Sample Compatibility & Compliance

The MERLIN 4 accommodates solid conductive metallic samples up to Ø 40 mm × 50 mm height, including as-cast, heat-treated, machined, or surface-ground specimens. Non-conductive coatings (e.g., paint, oxide layers) are removed automatically during pre-spark conditioning. The instrument supports standardized reference materials per ASTM E2925 (certified OES reference samples) and is validated for compliance with ISO 11577 (metallic materials — spark discharge atomic emission spectrometry), ASTM E415 (standard test method for analysis of carbon and low-alloy steel), and GB/T 4336 (Chinese national standard for carbon steel and medium/low alloy steel analysis). Its audit trail, user access control, and electronic signature functionality align with GLP and GMP requirements; data integrity meets FDA 21 CFR Part 11 criteria when deployed with optional secure software modules.

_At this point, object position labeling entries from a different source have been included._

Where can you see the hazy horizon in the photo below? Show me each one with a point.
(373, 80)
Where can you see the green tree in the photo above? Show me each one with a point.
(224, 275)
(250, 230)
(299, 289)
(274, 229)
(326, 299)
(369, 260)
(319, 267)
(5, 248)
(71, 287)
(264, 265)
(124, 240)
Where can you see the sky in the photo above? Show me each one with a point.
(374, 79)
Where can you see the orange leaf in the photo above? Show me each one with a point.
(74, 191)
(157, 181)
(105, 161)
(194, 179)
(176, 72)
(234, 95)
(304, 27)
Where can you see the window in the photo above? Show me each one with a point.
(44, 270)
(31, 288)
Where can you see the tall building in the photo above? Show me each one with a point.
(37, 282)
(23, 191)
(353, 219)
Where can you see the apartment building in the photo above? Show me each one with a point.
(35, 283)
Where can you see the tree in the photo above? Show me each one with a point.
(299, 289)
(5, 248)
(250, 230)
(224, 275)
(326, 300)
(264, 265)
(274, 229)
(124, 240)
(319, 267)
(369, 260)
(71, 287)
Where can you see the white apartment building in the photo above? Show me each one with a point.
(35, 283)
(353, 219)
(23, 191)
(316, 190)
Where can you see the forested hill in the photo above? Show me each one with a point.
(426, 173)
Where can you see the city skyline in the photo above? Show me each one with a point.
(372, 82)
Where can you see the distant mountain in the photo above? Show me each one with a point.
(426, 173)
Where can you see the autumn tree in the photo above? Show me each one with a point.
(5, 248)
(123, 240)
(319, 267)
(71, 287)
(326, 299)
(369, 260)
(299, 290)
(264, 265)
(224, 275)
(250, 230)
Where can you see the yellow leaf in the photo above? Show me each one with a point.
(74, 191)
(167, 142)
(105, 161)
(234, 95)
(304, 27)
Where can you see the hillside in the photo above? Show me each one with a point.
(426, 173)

Software & Data Management

Controlled via Arun’s proprietary SpectraLink v5.x software, the MERLIN 4 provides intuitive workflow management—from method creation and calibration curve generation (linear, polynomial, or matrix-matched) to automated grade identification and statistical process control (SPC) charting. All spectra, raw intensities, background corrections, and calibration parameters are stored in a relational SQLite database with timestamped metadata. Export formats include CSV, XML, PDF reports (with configurable templates), and ASTM E1382-compliant data exchange files. Optional integration with LIMS (via ODBC or HL7) enables bidirectional sample tracking and result dissemination across enterprise QA systems.

Applications

The MERLIN 4 serves as a primary analytical tool for incoming material verification (IMV), in-process melt control, and final product certification across metallurgical supply chains. Typical use cases include: quantitative analysis of stainless steels (Cr, Ni, Mo, N), aluminum alloys (Mg, Si, Cu, Fe), titanium grades (Al, V, O), copper-based alloys (Zn, Sn, Pb), and high-temperature superalloys (Co, W, Re, Ta). It is routinely deployed in foundries for ladle-to-ladle chemistry monitoring, in aerospace OEMs for turbine disk and fastener certification, in nuclear component manufacturers for trace boron and cobalt screening, and in third-party testing laboratories accredited to ISO/IEC 17025. Universities and national institutes utilize its full-spectrum capability for method development, inter-laboratory comparison studies, and teaching advanced emission spectroscopy principles.

FAQ

Does the MERLIN 4 require external vacuum or argon purge?
No. Its sealed optical chamber and holographic grating design enable stable operation without vacuum pumps or continuous argon flushing—reducing consumables cost and maintenance downtime.
Can it analyze coated or painted metal parts?
Yes. The spark source includes programmable pre-ablation cycles to remove surface contaminants prior to analytical measurement, ensuring representative bulk composition.
Is calibration transfer possible between MERLIN 4 units?
Yes. Spectral response normalization and multi-point intensity mapping allow cross-instrument calibration portability when using identical reference material sets and operating conditions.
What sample preparation is required?
Flat, clean, electrically conductive surfaces are optimal. Grinding with 120–240 grit SiC paper is recommended; no acid etching or special mounting is needed for routine analysis.
How is trace element detection supported?
Detection limits (e.g., 0.2 ppm for Pb in Al, 3 ppm for C in low-carbon steel) are achieved through extended integration times, background subtraction algorithms, and optimized spark parameters—configurable per application in SpectraLink software.